Entidades representativas dos servidores do Instituto Nacional de Colonização e Reforma Agrária (Incra) em São Paulo posicionaram-se nesta quarta contra a indicação de um novo superintendente para o Estado e defenderam a efetivação do ocupante interino do cargo, Alberto Paulo Vasquez. O ministro do Desenvolvimento Agrário, Pepe Vargas, indicou à presidente Dilma Rousseff o nome do delegado federal em São Paulo, Wellington Diniz Monteiro, para ocupar o posto.

JOSÉ MARIA TOMAZELA, Agência Estado

06 de junho de 2012 | 18h05

Em moção aprovada em assembleia, a Associação dos Servidores do Incra/SP (Assincra), Associação dos Engenheiros Agrônomos do Incra/SP (Assinagro) e Associação dos Servidores Federais do Estado de São Paulo (SindsefSP) reconhecem o compromisso de Vasquez "com a reconstrução regimental, técnica e democrática do órgão" e cobram uma definição do governo federal. "Entendemos que a demora nesta efetivação fragiliza a gestão da superintendência, prejudicando a consolidação das mudanças necessárias e a execução das políticas públicas de reforma agrária e ordenamento fundiário em São Paulo", diz a moção.

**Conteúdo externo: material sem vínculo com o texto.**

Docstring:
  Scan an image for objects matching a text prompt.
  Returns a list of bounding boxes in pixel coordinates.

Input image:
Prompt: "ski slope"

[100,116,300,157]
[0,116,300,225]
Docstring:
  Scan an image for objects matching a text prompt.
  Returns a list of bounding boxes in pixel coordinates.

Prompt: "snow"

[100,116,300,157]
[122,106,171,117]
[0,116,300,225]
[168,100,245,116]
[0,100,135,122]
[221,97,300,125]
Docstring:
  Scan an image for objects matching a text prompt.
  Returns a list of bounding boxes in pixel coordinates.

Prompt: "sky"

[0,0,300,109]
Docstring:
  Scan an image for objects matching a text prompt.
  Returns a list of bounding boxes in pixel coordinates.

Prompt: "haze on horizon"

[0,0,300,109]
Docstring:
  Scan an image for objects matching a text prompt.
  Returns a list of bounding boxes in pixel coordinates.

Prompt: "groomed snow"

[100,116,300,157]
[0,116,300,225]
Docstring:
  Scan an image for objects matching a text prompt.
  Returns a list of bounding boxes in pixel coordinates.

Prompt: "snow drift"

Os servidores decidiram permanecer em assembleia permanente até a definição do processo. A indicação de Monteiro tem a simpatia de grupos ligados ao líder sem-terra José Rainha Júnior, mas é contestada por dirigentes paulistas do Movimento dos Sem-Terra (MST), especialmente a direção regional do Pontal do Paranapanema, região de maior atuação do movimento. Rainha Júnior ficou nove meses preso após ser detido durante a Operação Desfalque da Polícia Federal em junho de 2011, sob a acusação de desviar recursos da reforma agrária. O superintendente na época, Raimundo Pires da Silva, também foi investigado na operação e deixou o cargo. O Incra não se manifestou sobre a mobilização dos servidores paulistas.